Floating tools can also present a challenge for space-based surgeons. Imagine: the surgeon uses a scalpel to make an incision. She raises her hand and simply lets go of the scalpel. Assuming no other force acts on it, it should stay in place and not cause any problems. If it is bumped or nudged, though, it becomes a distinct hazard to the surgeon, patient and other medical assistants, not to mention the operating space itself. In the same way that the surgeon and patient need to be secured to prevent uncontrolled drifting about the cabin, tools must be properly secured so that they don't interfere with the procedure. Although surgery has yet to be required for any humans on space missions, animal studies have been done. The results show that while surgery can be performed successfully in space without any decrease in the surgeon's manual dexterity, procedures take longer due to the need to secure all of the tools and supplies needed for the surgery.

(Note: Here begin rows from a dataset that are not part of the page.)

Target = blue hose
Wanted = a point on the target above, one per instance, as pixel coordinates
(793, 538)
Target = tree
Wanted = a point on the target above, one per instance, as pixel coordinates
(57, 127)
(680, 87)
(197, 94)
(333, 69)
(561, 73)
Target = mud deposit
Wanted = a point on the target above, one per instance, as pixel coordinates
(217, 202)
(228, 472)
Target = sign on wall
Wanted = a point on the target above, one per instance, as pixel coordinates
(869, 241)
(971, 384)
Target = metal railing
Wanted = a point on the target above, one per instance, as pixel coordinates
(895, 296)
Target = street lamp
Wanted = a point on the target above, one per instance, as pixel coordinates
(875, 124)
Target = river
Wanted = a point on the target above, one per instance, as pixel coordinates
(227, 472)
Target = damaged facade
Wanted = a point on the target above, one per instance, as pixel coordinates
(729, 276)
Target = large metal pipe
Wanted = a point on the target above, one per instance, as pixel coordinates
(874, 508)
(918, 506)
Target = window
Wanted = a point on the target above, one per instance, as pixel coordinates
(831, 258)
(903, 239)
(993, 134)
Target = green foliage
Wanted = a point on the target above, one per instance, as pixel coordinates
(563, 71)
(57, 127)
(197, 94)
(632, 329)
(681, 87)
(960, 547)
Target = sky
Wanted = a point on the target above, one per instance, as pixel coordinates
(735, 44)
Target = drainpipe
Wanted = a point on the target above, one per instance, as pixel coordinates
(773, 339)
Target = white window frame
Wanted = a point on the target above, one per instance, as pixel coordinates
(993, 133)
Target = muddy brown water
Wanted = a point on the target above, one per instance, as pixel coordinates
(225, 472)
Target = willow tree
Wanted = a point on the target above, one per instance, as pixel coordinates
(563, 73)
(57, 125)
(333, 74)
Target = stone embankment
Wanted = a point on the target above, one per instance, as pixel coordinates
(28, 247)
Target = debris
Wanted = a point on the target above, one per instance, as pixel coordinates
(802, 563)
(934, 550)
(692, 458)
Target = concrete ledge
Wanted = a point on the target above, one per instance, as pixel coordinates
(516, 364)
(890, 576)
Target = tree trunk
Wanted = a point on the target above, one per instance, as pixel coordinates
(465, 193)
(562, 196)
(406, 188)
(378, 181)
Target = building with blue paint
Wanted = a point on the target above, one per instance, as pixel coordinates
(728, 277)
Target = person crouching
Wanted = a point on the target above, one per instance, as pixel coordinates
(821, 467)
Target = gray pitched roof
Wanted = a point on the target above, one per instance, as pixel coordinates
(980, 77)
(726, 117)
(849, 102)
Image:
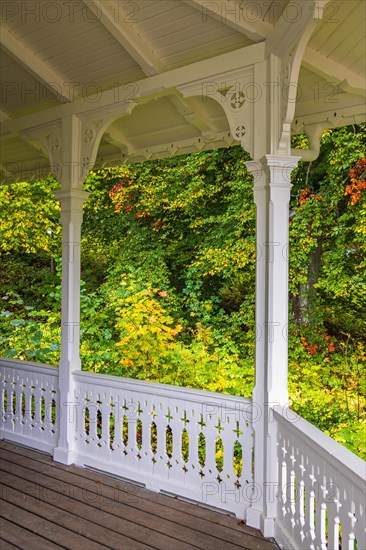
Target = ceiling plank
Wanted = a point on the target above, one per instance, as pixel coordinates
(235, 16)
(132, 42)
(334, 72)
(27, 59)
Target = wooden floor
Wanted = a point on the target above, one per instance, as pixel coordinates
(45, 505)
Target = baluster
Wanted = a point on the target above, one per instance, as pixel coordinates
(161, 423)
(105, 412)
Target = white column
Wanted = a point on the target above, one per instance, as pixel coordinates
(271, 195)
(71, 201)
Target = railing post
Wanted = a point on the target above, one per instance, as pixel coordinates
(71, 201)
(271, 195)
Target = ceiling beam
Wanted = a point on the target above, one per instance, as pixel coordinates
(33, 65)
(296, 22)
(238, 16)
(333, 72)
(3, 116)
(195, 117)
(132, 42)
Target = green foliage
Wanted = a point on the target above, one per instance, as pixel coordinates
(168, 269)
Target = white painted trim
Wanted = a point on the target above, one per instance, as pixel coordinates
(233, 15)
(333, 72)
(128, 39)
(114, 102)
(31, 63)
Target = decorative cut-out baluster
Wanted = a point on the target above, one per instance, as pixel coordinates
(237, 459)
(169, 441)
(139, 436)
(219, 454)
(125, 430)
(153, 440)
(86, 423)
(202, 448)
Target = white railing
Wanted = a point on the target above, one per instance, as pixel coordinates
(322, 489)
(192, 443)
(29, 404)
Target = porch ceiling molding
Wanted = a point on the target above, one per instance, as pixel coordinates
(334, 96)
(31, 62)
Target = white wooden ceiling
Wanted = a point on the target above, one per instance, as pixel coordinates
(56, 53)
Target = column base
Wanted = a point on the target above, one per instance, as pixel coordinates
(255, 518)
(64, 456)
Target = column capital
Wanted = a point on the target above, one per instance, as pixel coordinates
(272, 170)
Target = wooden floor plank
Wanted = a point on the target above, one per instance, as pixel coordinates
(75, 524)
(227, 534)
(136, 520)
(24, 538)
(128, 489)
(80, 517)
(5, 545)
(156, 520)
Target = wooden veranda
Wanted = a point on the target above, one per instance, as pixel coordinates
(46, 505)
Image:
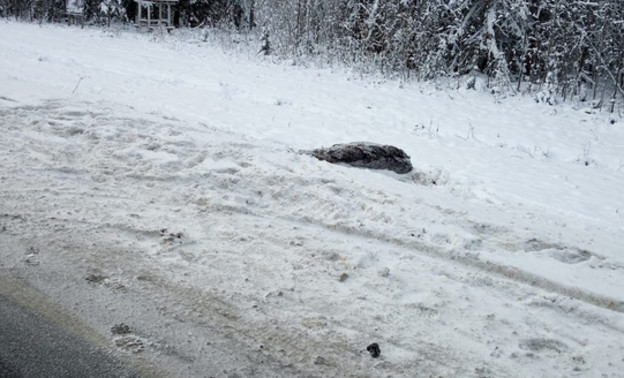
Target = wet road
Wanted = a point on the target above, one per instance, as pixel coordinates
(31, 346)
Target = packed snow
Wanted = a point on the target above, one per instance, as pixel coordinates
(156, 181)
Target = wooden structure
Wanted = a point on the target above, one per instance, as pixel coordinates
(153, 13)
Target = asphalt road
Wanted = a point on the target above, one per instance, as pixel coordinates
(31, 346)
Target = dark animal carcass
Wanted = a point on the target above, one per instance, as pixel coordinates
(366, 155)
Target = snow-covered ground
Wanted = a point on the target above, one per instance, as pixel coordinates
(156, 181)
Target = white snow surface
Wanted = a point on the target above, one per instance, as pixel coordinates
(156, 180)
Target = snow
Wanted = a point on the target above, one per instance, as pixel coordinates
(157, 181)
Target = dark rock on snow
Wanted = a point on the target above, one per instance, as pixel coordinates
(366, 155)
(374, 350)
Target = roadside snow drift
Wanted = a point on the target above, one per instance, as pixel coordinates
(155, 181)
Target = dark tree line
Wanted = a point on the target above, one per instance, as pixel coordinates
(560, 48)
(565, 48)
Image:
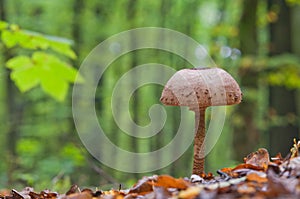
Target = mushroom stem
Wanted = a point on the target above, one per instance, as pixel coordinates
(199, 151)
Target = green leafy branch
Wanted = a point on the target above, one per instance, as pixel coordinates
(45, 67)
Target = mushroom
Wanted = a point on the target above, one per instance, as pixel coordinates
(199, 88)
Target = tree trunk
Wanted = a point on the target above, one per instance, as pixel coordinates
(245, 136)
(282, 100)
(14, 110)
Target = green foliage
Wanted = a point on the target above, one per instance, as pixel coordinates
(45, 68)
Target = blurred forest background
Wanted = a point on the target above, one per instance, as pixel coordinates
(257, 41)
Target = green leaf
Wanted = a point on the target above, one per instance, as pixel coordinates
(25, 77)
(8, 38)
(3, 25)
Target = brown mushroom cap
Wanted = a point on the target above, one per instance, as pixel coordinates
(201, 88)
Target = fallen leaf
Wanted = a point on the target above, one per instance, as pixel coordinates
(259, 158)
(170, 182)
(190, 193)
(255, 177)
(142, 187)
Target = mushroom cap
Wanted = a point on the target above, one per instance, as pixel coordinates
(201, 88)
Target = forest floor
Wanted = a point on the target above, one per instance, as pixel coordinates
(258, 177)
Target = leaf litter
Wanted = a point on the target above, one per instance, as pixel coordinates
(258, 177)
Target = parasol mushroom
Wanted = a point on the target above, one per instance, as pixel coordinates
(199, 88)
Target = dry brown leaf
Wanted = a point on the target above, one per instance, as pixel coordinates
(190, 193)
(170, 182)
(255, 177)
(142, 187)
(259, 158)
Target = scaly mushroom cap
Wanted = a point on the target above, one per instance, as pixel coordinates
(201, 88)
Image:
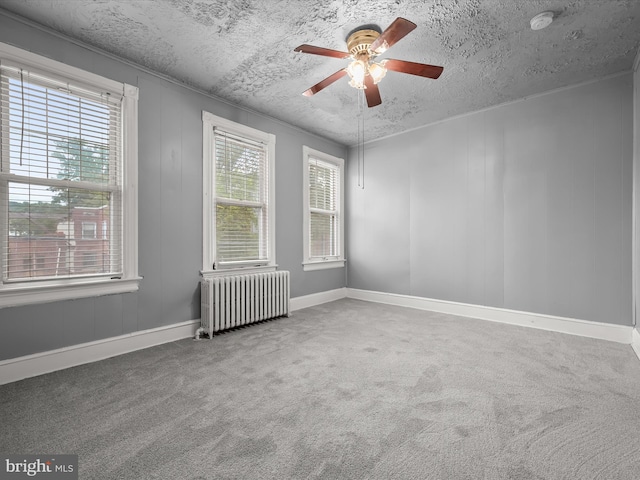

Given the concerns associated with things floating about, it should be no surprise that using minimally invasive procedures, such as laparoscopy, would be preferable to open surgery. Just as with my IV question above, others have naturally thought of this. Using NASA's KC-135 aircraft to simulate weightlessness, researchers have performed laparoscopic and thorascopic surgery on pigs as far back as 1993. Their experiences have shown that these minimally invasive procedures are feasible for use in space. Some advantages over open surgery not generally a concern on Earth are the reduced risk of debris entering the surgical field or the patient's body, as well as minimizing the contamination of the cabin from blood, pus or other fluids used during surgery.
There are other issues facing the practice of medicine in space (e.g., shorter shelf life of pharmaceuticals), many of which we may take for granted on the ground. There are a lot of interesting questions to ask, and when you let your mind ponder what may seem to be inconsequential questions, you may be surprised what you find for answers.